Afterward, these oils are deodorized with chemicals having a very pungent odor once extracted. This procedure forms trans fats which are harmful to health.
Suet is a far better option than these oils since it doesn’t require this processing and chemical conflict to reach a high smoke point ideal for grilling meats, frying potatoes, and browning vegetables.
It doesn’t corrode when exposed to high temperatures. It will endure the cooking process without needing any harmful processing.
Nutritional value of Suet
These nutrients are present in an ounce of suet (28 g).

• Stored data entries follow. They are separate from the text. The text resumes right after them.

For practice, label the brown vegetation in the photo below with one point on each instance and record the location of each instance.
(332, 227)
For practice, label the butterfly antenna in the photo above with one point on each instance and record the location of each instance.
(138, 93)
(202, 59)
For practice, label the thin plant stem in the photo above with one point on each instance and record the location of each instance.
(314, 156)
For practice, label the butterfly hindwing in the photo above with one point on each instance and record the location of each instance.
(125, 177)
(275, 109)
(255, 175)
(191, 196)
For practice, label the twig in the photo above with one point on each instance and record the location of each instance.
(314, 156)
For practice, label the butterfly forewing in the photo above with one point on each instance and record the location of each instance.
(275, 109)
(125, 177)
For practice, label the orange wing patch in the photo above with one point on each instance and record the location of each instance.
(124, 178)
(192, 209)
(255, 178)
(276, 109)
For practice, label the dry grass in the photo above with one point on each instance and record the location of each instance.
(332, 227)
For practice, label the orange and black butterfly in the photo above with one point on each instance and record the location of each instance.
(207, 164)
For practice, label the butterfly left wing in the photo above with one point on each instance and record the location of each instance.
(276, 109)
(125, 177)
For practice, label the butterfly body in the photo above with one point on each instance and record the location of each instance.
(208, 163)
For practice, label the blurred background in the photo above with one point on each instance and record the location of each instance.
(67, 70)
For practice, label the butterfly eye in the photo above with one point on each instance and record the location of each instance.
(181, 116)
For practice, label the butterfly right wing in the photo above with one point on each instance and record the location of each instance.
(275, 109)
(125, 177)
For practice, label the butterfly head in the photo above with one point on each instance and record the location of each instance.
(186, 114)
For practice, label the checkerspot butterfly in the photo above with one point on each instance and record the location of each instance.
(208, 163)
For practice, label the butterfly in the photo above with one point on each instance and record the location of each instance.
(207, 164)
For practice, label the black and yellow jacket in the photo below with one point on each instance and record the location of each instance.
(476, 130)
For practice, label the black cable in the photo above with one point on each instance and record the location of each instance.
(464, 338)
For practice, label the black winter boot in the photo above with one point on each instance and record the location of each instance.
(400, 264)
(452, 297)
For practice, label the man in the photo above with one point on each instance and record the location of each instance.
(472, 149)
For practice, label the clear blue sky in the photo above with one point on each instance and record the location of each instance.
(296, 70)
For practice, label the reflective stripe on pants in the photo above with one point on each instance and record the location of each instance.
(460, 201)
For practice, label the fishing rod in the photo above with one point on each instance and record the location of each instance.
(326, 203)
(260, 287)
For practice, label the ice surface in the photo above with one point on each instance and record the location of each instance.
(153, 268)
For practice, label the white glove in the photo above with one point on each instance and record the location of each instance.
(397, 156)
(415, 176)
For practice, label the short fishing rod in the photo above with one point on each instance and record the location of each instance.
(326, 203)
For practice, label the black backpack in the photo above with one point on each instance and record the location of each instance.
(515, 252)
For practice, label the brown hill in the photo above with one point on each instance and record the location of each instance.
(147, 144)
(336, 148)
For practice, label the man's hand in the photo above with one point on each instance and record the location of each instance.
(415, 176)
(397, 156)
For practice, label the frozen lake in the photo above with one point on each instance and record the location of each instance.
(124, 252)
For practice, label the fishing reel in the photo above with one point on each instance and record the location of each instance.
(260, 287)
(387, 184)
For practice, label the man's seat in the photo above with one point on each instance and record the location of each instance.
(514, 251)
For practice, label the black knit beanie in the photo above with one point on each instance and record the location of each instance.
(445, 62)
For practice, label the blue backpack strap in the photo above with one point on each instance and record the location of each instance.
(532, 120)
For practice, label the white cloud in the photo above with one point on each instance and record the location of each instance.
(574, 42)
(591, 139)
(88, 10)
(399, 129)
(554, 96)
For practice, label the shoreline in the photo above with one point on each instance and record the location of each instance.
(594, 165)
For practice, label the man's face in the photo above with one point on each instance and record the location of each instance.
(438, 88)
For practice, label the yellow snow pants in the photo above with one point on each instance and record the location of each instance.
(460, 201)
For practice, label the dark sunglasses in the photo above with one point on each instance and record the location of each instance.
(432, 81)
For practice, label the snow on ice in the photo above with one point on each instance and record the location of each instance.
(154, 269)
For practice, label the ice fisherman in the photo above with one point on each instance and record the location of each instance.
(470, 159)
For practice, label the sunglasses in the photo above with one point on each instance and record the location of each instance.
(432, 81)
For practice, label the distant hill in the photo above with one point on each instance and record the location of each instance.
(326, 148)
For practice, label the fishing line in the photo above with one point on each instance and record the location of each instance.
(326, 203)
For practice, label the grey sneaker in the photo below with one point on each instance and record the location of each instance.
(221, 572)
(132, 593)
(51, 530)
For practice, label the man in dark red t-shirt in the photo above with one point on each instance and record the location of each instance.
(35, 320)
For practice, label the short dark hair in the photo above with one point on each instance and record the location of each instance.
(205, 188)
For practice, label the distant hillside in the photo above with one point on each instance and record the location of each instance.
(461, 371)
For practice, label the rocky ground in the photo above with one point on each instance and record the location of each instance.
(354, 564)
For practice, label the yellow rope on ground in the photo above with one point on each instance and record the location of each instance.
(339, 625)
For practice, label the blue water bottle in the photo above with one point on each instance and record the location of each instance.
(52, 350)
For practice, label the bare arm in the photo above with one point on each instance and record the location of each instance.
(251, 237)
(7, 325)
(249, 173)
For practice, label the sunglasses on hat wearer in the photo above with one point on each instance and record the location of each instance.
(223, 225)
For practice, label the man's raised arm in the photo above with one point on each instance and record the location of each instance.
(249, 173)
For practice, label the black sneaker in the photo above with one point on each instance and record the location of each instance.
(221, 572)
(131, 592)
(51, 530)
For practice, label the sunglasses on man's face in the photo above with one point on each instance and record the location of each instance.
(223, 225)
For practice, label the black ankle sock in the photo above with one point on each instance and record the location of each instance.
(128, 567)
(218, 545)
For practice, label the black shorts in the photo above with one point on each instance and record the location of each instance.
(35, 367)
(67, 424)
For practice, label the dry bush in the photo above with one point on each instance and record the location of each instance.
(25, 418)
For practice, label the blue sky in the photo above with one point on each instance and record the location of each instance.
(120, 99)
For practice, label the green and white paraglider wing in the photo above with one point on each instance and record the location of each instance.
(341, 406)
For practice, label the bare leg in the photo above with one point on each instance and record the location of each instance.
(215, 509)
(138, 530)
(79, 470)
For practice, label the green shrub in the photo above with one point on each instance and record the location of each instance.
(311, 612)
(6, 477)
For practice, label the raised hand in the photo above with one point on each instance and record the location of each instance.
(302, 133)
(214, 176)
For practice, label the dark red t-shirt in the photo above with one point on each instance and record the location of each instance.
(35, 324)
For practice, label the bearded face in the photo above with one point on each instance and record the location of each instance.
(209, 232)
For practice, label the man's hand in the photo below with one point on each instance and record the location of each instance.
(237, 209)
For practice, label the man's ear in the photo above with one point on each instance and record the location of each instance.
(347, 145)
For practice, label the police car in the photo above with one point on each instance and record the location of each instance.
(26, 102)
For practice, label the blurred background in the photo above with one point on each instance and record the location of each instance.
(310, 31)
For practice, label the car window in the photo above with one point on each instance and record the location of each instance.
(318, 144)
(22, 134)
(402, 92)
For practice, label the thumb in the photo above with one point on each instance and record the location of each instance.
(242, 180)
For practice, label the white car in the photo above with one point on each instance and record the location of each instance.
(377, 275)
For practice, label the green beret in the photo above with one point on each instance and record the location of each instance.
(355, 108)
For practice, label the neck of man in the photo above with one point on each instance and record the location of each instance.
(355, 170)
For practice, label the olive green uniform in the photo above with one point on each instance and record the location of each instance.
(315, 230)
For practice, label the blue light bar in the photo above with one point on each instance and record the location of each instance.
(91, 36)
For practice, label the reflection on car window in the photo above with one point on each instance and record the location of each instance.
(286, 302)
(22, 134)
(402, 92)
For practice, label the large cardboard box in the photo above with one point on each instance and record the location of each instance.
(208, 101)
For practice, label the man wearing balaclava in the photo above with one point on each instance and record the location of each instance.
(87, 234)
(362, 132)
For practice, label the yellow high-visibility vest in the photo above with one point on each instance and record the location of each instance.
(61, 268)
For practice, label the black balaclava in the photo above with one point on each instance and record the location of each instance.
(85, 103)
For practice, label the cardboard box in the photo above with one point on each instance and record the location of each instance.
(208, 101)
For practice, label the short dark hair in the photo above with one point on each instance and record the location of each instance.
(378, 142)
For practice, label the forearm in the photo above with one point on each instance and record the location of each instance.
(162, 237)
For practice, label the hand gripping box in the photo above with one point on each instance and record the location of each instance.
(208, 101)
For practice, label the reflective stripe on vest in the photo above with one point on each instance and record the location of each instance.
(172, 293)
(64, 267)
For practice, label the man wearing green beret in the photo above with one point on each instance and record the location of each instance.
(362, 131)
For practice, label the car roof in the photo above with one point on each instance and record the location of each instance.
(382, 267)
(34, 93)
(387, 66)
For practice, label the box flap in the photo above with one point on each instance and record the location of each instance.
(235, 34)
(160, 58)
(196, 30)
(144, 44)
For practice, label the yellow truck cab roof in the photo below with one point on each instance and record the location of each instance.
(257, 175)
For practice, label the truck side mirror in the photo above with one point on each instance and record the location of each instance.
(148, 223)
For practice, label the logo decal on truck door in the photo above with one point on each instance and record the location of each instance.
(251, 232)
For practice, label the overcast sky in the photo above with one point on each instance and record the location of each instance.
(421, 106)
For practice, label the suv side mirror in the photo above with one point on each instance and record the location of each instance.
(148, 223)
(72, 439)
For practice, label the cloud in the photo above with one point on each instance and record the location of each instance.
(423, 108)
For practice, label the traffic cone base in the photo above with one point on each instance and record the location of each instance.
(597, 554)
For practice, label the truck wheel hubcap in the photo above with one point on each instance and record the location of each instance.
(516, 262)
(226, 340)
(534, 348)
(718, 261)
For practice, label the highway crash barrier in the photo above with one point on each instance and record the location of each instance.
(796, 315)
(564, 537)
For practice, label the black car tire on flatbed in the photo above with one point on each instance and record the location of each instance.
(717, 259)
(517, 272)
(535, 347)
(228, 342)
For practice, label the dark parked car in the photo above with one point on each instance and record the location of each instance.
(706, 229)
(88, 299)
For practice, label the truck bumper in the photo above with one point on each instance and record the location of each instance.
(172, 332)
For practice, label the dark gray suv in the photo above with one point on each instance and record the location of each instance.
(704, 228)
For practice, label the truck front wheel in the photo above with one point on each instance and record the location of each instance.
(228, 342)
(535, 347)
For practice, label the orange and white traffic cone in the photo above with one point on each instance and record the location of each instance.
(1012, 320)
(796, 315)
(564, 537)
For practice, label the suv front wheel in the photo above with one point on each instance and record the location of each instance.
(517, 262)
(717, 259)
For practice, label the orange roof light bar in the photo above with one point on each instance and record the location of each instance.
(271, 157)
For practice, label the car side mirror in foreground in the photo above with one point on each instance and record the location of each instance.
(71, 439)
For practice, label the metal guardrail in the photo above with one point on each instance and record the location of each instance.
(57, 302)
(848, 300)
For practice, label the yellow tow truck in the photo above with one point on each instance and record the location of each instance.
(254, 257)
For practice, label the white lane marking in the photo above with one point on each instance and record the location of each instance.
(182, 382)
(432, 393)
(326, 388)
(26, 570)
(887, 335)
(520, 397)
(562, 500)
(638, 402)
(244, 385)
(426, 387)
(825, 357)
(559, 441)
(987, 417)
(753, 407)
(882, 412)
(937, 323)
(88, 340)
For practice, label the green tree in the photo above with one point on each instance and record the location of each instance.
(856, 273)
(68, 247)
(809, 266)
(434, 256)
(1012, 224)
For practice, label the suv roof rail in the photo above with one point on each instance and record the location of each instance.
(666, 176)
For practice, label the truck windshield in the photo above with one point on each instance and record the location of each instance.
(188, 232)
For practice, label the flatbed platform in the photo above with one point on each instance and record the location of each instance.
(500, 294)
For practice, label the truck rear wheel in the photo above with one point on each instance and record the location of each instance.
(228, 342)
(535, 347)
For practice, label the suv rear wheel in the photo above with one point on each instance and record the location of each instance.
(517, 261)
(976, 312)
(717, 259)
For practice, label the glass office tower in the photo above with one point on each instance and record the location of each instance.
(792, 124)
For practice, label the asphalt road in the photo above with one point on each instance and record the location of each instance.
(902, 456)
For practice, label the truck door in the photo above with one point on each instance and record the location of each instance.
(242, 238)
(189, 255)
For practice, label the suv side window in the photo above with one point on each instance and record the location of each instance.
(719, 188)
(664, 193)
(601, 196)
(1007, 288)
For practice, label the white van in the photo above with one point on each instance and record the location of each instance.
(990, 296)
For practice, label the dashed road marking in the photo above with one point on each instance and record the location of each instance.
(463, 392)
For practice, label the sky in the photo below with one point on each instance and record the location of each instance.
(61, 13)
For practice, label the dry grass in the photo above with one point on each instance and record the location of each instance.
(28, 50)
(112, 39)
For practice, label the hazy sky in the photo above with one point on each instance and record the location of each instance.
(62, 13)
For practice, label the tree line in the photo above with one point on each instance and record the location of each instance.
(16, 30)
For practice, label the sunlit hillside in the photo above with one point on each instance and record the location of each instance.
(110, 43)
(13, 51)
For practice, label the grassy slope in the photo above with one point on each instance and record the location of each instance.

|Calories from fat||240 gm|
|Total fat||27 gm|
|Saturated fat||15 gm|
|Polyunsaturated Fat||0.9 gm|
|Monounsaturated Fat||8.9 gm|
|Total Carbohydrates||0 gm|
|Dietary Fiber||0 gm|
Suet in Baking
Suet gives an enhanced flavor to every dish without changing the real taste of the dish itself. Its widely used in baking cakes, pastries, muffins, and bread. Suet’s benefits far overweigh the benefits of olive oil as it’s a better option for cooking and deep-frying. In the same way, there are more uses of suet than the uses of coconut oil.
When added to flour, suet makes the dumpling incredibly light because it confines air in the dough while melting. Don’t mix suet completely into the dough but rather mix it to a grainy consistency. Over-mixed suet batter produces a highly dense final product than the desired fluffy and soft dumplings. Another good way to avoid making the final product denser is to add suet in your batter in the last.
Suet swaps substitute fats, like butter, when cooking. It makes the fluffiest batter due to its higher melting point. You can easily use it as an alternative to nearly any dish that involves butter. Make sure that you use the same quantity of suet as the quantity of butter required in the recipe.
To use suet in baking, buy it then grate it and coat it in flour. In this way, it will mix easily and will not create a mess while you are baking.
Suet is a healthy saturated fat widely used in conventional English cuisine like pastry, sweet mincemeat, and steamed puddings. Suet derived from meat gives a dark and rich taste to meat pies and other meat-based dishes while suet derived from vegetables adds a lighter flavor to dishes.
Keep suet in the fridge and consume in 2 to 3 days, otherwise, pack it in freezer bags and refrigerate it to preserve it for many months. Rendered suet can be kept for many months at room temperature.